Il vicedirettore Battista: "Non ci sono disegni sotterranei, quando c’è da criticare si critica. Il Corriere continua come sempre a fare il cane da guardia della politica italiana"

"Niente benevolenze pregiudiziali". E in via Solferino rinasce il terzismo

da Milano
«Il Corriere continua come sempre a fare il cane da guardia della politica italiana». Pierluigi Battista, vicedirettore del Corriere della Sera, smentisce l’esistenza di un imbarazzo para-politico o para-chissà cos’altro in via Solferino, dopo la sonora strigliata contro il governo lanciata dalla più che visibile ribalta caprese dei Confindustria boys dal direttore del quotidiano, Paolo Mieli. Ovvero lo stesso direttore che un anno e mezzo prima, alla vigilia delle elezioni politiche, aveva schierato la corazzata di carta, in modo inequivocabile, con un editoriale, dalla parte del centrosinistra. Un endorsement, dissero quelli che se la tirano. Una robb de matt, invece, per i milanesi (e gli italiani) più moderati.
«All’epoca - storicizza Battista - vivevamo la profonda delusione del quinquennio berlusconiano appena conclusosi, che non aveva regalato al Paese quella stagione di riforme liberali che molti si aspettavano. Tolta la legge Biagi e la riforma delle pensioni, restava ben poco. Così, a fronte di quell’esperienza fallimentare, lo schieramento di centrosinistra si presentava al momento quello con più titoli per governare. Poi - prosegue - arrivò quel risultato elettorale così sorprendente, con appena 24mila voti di scarto, lasciando l’Italia senza un vincitore vero e senza nemmeno un autentico sconfitto».
Di lì la paralisi prodiana stigmatizzata ieri da Mieli a Capri. Rivendica insomma Battista il ruolo del Corriere come osservatore. La presa di posizione di allora, a favore dello schieramento ulivista, non avrebbe collocato insomma il giornale in una certa direzione, «tant’è vero che contestualmente fu lasciata come sempre mano libera a commentatori ed editorialisti». Così il j’accuse (o il mea culpa?) di ieri a Capri sarebbe la conferma del ruolo «distaccato» di via Solferino. «Non ci sono benevolenze pregiudiziali né disegni sotterranei e se c’è motivo per criticare si critica - spiega Battista -. È ciò che ha fatto ieri Mieli, dicendo che il governo non sembra cogliere i sentimenti prevalenti del Paese.

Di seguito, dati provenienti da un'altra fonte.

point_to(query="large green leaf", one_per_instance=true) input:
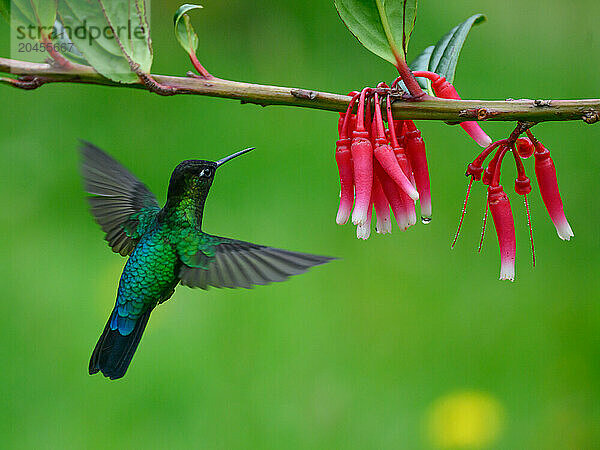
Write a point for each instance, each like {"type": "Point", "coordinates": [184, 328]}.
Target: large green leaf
{"type": "Point", "coordinates": [383, 26]}
{"type": "Point", "coordinates": [113, 35]}
{"type": "Point", "coordinates": [443, 56]}
{"type": "Point", "coordinates": [184, 32]}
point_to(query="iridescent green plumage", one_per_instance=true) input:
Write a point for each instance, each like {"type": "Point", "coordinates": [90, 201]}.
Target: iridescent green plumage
{"type": "Point", "coordinates": [167, 246]}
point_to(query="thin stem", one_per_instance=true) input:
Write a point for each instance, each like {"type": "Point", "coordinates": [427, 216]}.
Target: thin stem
{"type": "Point", "coordinates": [462, 216]}
{"type": "Point", "coordinates": [199, 67]}
{"type": "Point", "coordinates": [487, 207]}
{"type": "Point", "coordinates": [530, 229]}
{"type": "Point", "coordinates": [426, 109]}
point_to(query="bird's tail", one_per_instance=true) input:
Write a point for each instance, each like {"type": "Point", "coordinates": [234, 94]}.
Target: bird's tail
{"type": "Point", "coordinates": [113, 352]}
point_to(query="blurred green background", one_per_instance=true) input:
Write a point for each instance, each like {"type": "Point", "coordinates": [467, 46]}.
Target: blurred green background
{"type": "Point", "coordinates": [402, 343]}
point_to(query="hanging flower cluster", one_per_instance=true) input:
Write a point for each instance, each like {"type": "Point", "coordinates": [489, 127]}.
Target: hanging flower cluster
{"type": "Point", "coordinates": [498, 202]}
{"type": "Point", "coordinates": [382, 164]}
{"type": "Point", "coordinates": [380, 167]}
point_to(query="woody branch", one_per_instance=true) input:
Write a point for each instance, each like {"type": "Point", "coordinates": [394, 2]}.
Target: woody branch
{"type": "Point", "coordinates": [33, 75]}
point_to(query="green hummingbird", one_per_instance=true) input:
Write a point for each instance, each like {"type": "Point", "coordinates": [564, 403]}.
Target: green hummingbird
{"type": "Point", "coordinates": [166, 246]}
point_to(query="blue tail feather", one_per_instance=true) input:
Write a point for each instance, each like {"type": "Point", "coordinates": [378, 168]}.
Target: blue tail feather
{"type": "Point", "coordinates": [114, 350]}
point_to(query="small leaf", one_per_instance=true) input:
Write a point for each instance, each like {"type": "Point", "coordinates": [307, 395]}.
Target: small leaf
{"type": "Point", "coordinates": [185, 33]}
{"type": "Point", "coordinates": [112, 36]}
{"type": "Point", "coordinates": [421, 62]}
{"type": "Point", "coordinates": [443, 57]}
{"type": "Point", "coordinates": [384, 27]}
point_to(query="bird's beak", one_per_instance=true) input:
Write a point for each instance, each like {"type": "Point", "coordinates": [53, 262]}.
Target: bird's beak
{"type": "Point", "coordinates": [235, 155]}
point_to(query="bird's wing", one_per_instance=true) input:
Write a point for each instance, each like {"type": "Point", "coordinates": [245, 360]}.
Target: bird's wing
{"type": "Point", "coordinates": [121, 204]}
{"type": "Point", "coordinates": [223, 262]}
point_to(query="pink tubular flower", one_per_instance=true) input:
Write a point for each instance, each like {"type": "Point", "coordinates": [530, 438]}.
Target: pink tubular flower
{"type": "Point", "coordinates": [362, 158]}
{"type": "Point", "coordinates": [505, 229]}
{"type": "Point", "coordinates": [343, 158]}
{"type": "Point", "coordinates": [415, 149]}
{"type": "Point", "coordinates": [386, 157]}
{"type": "Point", "coordinates": [548, 184]}
{"type": "Point", "coordinates": [443, 89]}
{"type": "Point", "coordinates": [363, 230]}
{"type": "Point", "coordinates": [392, 194]}
{"type": "Point", "coordinates": [382, 208]}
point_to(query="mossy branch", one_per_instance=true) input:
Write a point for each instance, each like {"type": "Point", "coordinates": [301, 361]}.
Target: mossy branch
{"type": "Point", "coordinates": [34, 75]}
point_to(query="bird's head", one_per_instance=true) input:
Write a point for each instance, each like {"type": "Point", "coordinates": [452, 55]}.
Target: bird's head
{"type": "Point", "coordinates": [195, 176]}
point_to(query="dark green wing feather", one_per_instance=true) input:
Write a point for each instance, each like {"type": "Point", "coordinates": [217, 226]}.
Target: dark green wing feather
{"type": "Point", "coordinates": [223, 262]}
{"type": "Point", "coordinates": [121, 204]}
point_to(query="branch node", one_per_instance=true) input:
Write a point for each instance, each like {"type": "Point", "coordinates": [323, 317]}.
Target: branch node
{"type": "Point", "coordinates": [590, 117]}
{"type": "Point", "coordinates": [304, 94]}
{"type": "Point", "coordinates": [27, 82]}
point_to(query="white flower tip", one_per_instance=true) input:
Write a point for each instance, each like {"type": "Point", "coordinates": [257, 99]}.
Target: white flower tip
{"type": "Point", "coordinates": [383, 226]}
{"type": "Point", "coordinates": [564, 231]}
{"type": "Point", "coordinates": [507, 271]}
{"type": "Point", "coordinates": [426, 209]}
{"type": "Point", "coordinates": [414, 194]}
{"type": "Point", "coordinates": [342, 216]}
{"type": "Point", "coordinates": [363, 231]}
{"type": "Point", "coordinates": [359, 217]}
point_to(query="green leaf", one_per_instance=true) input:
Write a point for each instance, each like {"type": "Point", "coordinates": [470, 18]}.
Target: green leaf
{"type": "Point", "coordinates": [382, 26]}
{"type": "Point", "coordinates": [113, 36]}
{"type": "Point", "coordinates": [40, 13]}
{"type": "Point", "coordinates": [184, 32]}
{"type": "Point", "coordinates": [443, 56]}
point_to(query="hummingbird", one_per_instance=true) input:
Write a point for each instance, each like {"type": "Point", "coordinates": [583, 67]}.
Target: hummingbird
{"type": "Point", "coordinates": [166, 246]}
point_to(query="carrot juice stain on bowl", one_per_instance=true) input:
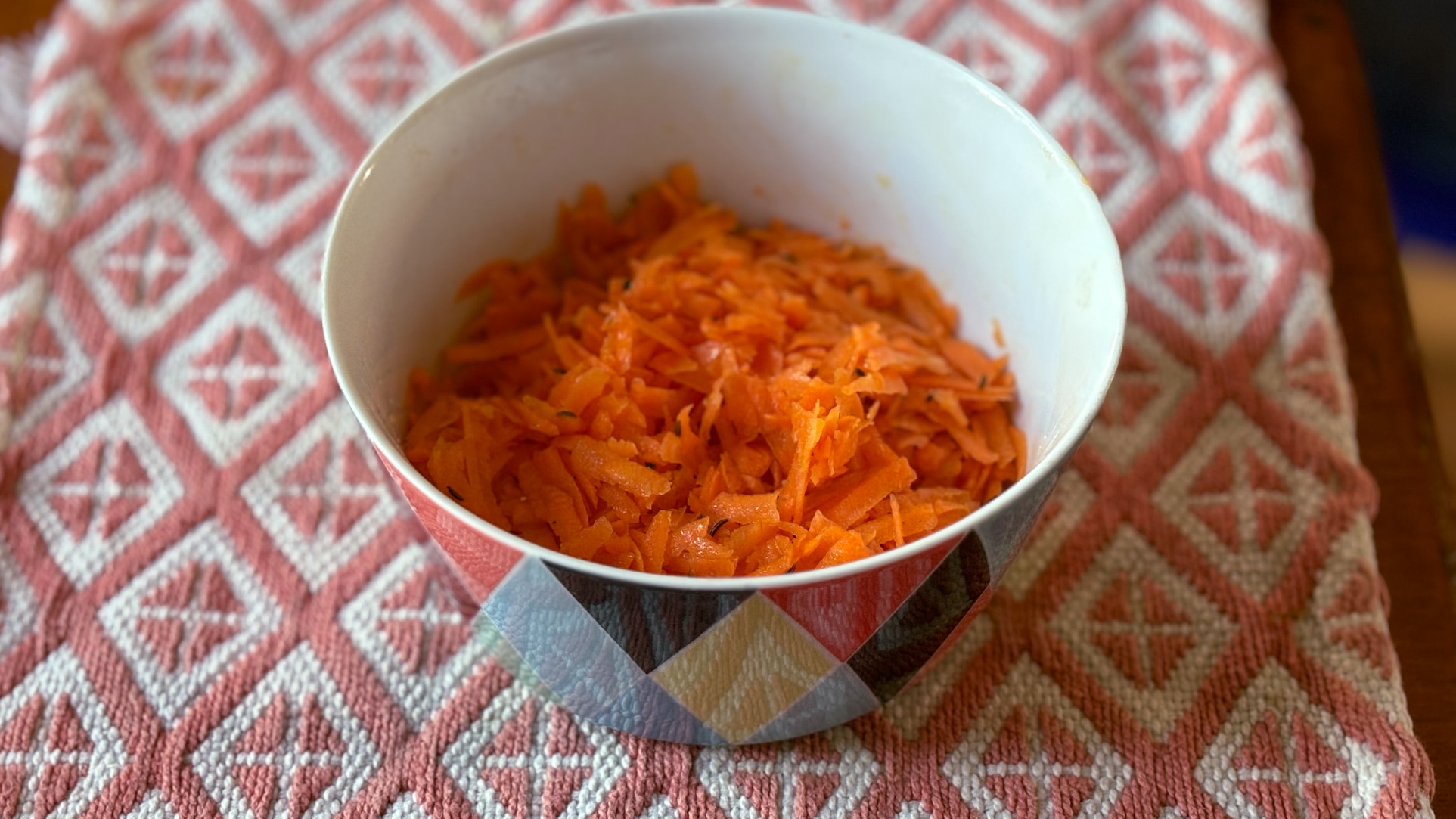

Sentimenti, ai quali non si risponde con furbate o traccheggiando. Si proceda almeno alla riduzione dei ministeri, anche se è difficile disciplinare appetiti piuttosto robusti».
Altro non si cava, da via Solferino e dintorni, segno che forse un po’ di imbarazzo c’è. Angelo Panebianco, editorialista di punta, declina l’invito a dir la sua. «Non commento una dichiarazione del mio direttore - sbotta - Lei commenterebbe una del suo?». Il che non fa un plissé. Così come è comprensibile la quasi pudica discrezione di Raffaele Fiengo, storica figura del Corriere.

«Non presi posizione all’epoca e non la prendo ora - si schermisce - anche se ritenni e ritengo quello schierarsi un errore nella forma. Perché pur se le mie posizioni personali sono sempre state a sinistra, ho sempre avuto troppo a cuore l’indipendenza».